The tone was set in the man-advantage category, where Pittsburgh went a miserable 0 for 5, helping the Senators’ netminder to one of his best postseason starts of 2017, stopping 27 of 28 Pens shots.

“We didn’t execute,” said Coach Mike Sullivan of the power play.  “The movement wasn’t there, passes weren’t’ crisp.  Our guys, for most of the playoffs have been locked in, and they’ve done a commendable job, but for whatever reason tonight we didn’t do a good job with it.”
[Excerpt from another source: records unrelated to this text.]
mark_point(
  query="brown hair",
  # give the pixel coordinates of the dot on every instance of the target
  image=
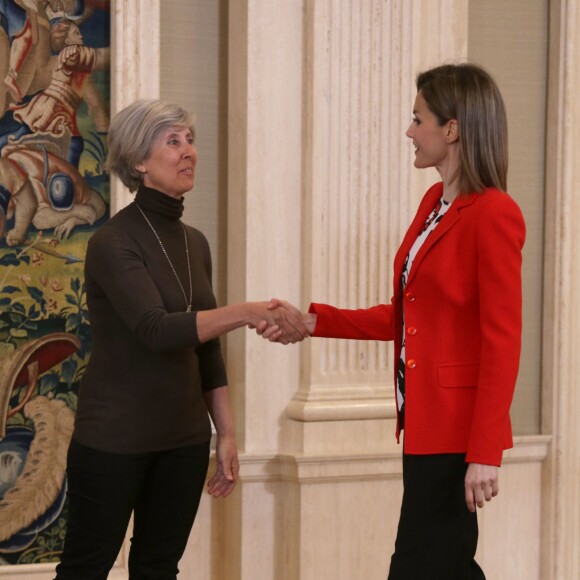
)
(467, 93)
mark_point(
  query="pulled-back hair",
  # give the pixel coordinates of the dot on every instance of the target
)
(467, 93)
(133, 132)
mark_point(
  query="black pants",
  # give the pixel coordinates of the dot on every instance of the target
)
(437, 534)
(162, 488)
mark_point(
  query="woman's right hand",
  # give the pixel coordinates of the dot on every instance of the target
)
(275, 332)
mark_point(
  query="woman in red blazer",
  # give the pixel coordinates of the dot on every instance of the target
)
(455, 318)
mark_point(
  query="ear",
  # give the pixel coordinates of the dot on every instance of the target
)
(452, 131)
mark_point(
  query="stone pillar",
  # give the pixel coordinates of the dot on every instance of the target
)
(321, 189)
(561, 400)
(360, 188)
(134, 65)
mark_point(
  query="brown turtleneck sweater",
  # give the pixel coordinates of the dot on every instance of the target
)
(143, 387)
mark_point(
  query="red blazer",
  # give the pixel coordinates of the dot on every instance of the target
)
(463, 316)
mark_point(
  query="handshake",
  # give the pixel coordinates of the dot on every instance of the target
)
(280, 321)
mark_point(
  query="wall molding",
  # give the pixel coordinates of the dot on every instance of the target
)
(328, 468)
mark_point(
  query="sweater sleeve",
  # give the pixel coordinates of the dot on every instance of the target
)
(375, 323)
(501, 235)
(115, 265)
(211, 363)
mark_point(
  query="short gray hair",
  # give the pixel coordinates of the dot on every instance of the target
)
(133, 132)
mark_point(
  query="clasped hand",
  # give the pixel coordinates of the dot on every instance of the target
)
(282, 322)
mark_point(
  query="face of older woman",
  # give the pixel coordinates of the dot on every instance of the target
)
(171, 166)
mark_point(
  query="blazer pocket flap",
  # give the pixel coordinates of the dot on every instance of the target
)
(458, 375)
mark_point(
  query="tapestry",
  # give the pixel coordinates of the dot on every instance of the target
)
(54, 193)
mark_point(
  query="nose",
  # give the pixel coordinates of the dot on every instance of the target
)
(190, 152)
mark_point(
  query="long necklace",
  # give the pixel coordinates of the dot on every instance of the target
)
(187, 303)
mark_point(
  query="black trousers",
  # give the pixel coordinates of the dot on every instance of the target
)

Coming from the quick, rough and forecheck-happy tune of Washington’s style, the Penguins were forced to dial back the tempo with the slower, defensive-minded pace that Ottawa brought to the table, in which Pittsburgh never fully took advantage of offensive zone opportunities, including a missed 5-on-3 advantage in the latter stages of the first period.

“It would have been nice to get one on that 5-on-3 there,” said Bryan Rust.  “We had a couple of good looks, but we didn’t execute as well as we can.  Our power play was disappointing, and we have to be better with it next game.”
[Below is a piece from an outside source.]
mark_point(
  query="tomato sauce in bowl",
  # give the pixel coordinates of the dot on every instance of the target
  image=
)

Soon after the two-man advantage failed for the Pens, Ryan made his first nosie of the night, dishing a beautiful no-look pass to a finishing Jean-Gabriel Pageau at the 14:32 mark of the period. 
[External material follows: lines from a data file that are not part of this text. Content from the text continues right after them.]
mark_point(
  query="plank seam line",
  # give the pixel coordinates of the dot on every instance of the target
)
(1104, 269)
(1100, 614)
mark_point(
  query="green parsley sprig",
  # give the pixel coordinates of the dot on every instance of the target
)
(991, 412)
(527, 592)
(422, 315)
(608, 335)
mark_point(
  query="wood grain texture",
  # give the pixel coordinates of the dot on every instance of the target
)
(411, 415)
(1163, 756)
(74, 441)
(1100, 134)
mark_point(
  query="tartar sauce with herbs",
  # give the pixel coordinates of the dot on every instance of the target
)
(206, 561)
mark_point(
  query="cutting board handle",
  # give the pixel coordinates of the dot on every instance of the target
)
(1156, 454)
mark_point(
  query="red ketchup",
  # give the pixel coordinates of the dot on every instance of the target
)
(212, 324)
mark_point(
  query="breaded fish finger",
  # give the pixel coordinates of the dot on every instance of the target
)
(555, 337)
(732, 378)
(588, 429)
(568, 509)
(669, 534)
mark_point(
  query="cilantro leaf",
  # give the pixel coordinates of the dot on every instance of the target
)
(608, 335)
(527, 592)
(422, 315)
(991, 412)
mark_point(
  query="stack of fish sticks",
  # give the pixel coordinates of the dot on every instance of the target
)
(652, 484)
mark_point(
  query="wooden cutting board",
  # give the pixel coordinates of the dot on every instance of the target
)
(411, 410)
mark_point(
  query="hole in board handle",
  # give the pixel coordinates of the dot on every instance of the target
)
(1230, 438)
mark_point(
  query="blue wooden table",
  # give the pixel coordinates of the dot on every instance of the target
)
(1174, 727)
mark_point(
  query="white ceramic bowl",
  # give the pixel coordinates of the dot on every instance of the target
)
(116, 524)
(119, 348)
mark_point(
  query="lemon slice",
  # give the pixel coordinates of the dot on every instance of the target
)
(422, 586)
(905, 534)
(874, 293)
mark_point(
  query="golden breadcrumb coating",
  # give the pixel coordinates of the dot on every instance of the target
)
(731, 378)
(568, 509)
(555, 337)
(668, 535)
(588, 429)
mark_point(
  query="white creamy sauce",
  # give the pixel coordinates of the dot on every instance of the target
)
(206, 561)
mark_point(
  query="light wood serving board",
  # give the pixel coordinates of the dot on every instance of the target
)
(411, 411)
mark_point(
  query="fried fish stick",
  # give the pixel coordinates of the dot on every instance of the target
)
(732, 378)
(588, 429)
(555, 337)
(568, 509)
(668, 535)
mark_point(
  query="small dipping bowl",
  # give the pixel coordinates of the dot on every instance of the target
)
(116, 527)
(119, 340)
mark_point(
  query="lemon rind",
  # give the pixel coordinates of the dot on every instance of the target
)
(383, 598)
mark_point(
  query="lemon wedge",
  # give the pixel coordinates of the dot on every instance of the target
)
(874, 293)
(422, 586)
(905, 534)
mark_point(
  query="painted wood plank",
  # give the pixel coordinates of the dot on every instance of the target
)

The staunch defensive prowess of Ottawa—both on the penalty kill and even strength—helped keep Sidney Crosby, Jake Guentzel and Phil Kessel to a combined six shots on goal, helping the Sens' lone goal stand its sturdy ground until Geno's equalizer.

Malkin had a deep tone when discussing the uninspiring performance; and the idea of not being fully prepared for a game as big as Saturday’s was.

“If we’re not ready for the conference Finals, then we’re a bad team,” he said.  “I think emotionally we’re fine, but it’s like the next step to the Finals, and it’s not going to be easy, and we’re going to play against good teams.  We know they’re a good team.  We can get better.”

"We've been in these situations before," said a reassuring Sullivan.  "Our expectation was this was going to be a hard fought series, an that's exactly how it started.  It's nothing we didn't expect.  We've got to embrace it.  We've got to find ways to have success."

Game two for the Penguins and Senators is set for Monday night at PPG Paints Arena.  Puck drops at 8 PM.

NOTES: Evgeni Malkin, who scored his sixth goal of the postseason Saturday, surpassed Jaromir Jagr for third on the Penguins all-time list with 148 career-postseason points.